EDIT: As mentioned in the comments, if you do need to parse the values for whatever reason, personally I would recommend using Joda Time (possibly a cut down version, given the mobile nature) rather than SimpleDateTimeFormat
and Date
. Joda Time is a much nicer date and time API than the built-in one.
Upvotes: 12
Reputation: 26925
I have written functions for this before in my Android program and I will gladly share the source below.
Functions (will explain later using "how to use" code):
public static void String setFormattedTimeString(final String formatExpr,
final long timeStampInSeconds) {
final Date dateFromTimeStamp = new Date(timeStampInSeconds);
final SimpleDateFormat simpleformat = new SimpleDateFormat(formatExpr);
final String formattedDateInString = simpleformat.format(dateFromTimeStamp);
return formattedDateInString;
}
public static void Calendar setCalendar(final int year, final int month,
final int day) {
final Calendar calendar = Calendar.getInstance();
calendar.set(Calendar.DAY_OF_MONTH, day);
calendar.set(Calendar.MONTH, month);
calendar.set(Calendar.YEAR, year);
return calendar;
}
public static void double timeDifferenceInDays(final Calendar firstDate,
final Calendar secondDate) {
final long firstDateMilli = firstDate.getTimeInMillis();
final long secondDateMilli = secondDate.getTimeInMillis();
final long diff = firstDateMilli - secondDateMilli;
// 24 * 60 * 60 * 1000 because I want the difference in days.
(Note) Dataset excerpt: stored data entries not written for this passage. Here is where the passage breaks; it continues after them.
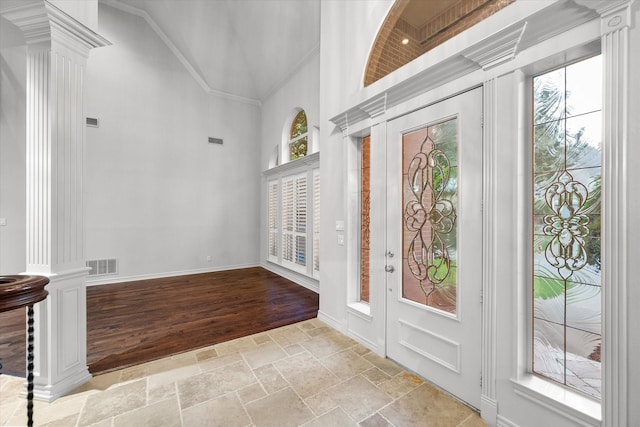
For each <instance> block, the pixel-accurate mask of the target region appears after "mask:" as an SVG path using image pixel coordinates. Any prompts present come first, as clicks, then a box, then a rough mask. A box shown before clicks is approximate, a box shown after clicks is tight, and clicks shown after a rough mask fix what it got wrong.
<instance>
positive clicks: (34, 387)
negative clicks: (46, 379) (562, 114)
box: [33, 366, 92, 402]
mask: <svg viewBox="0 0 640 427" xmlns="http://www.w3.org/2000/svg"><path fill="white" fill-rule="evenodd" d="M67 374H68V373H67ZM91 378H92V377H91V373H89V368H87V367H86V366H79V367H78V369H77V370H76V371H75V372H72V373H71V374H68V376H67V377H65V378H62V379H57V381H58V382H56V383H55V384H39V383H38V378H36V379H35V384H34V388H33V398H34V400H41V401H44V402H53V401H54V400H56V399H58V398H59V397H63V396H66V395H67V394H68V393H69V392H70V391H72V390H75V389H76V388H78V387H80V386H81V385H82V384H84V383H86V382H87V381H89V380H91Z"/></svg>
Change
// as your wish.
final double diffDays = (double) diff / (double) (24 * 60 * 60 * 1000);
return diffDays;
}
And this is how I use them to calculate difference (days in this example). In this example I'm assuming you have a timestamp to use, otherwise you can change easily:
// Here you maybe have a timestamp in seconds or something..
// This is ONE Calendar.
final String yearString = MyToolClass.setFormattedTimeString("y", timestamp);
final int year = Integer.parseInt(yearString);
final String monthString = MyToolClass.setFormattedTimeString("M", timestamp);
final int month = Integer.parseInt(monthString);
final String day_in_monthString = MyToolClass.setFormattedTimeString("d",
timestamp);
final int day_of_month = Integer.parseInt(day_in_monthString);
final Calendar calendarOne = MyToolClass.setCalendar(year, month,
day_of_month);
// Same stuff for Calendar two.
// Calculate difference in days.
final double differenceInDays = MyToolClass.timeDifferenceInDays(calendarOne,
calendarTwo);
Upvotes: 3
Reputation:
Use the SimpleDateFormat and Date classes. The latter implements Comparable, so you should be able to use the .compareTo() method to do the actual comparison. Example:
String pattern = "HH:mm";
SimpleDateFormat sdf = new SimpleDateFormat(pattern);
try {
Date date1 = sdf.parse("19:28");
Date date2 = sdf.parse("21:13");
// Outputs -1 as date1 is before date2
System.out.println(date1.compareTo(date2));
// Outputs 1 as date1 is after date1
System.out.println(date2.compareTo(date1));
date2 = sdf.parse("19:28");
// Outputs 0 as the dates are now equal
System.out.println(date1.compareTo(date2));
} catch (ParseException e){
// Exception handling goes here
}
See the SimpleDateFormat documentation for patterns.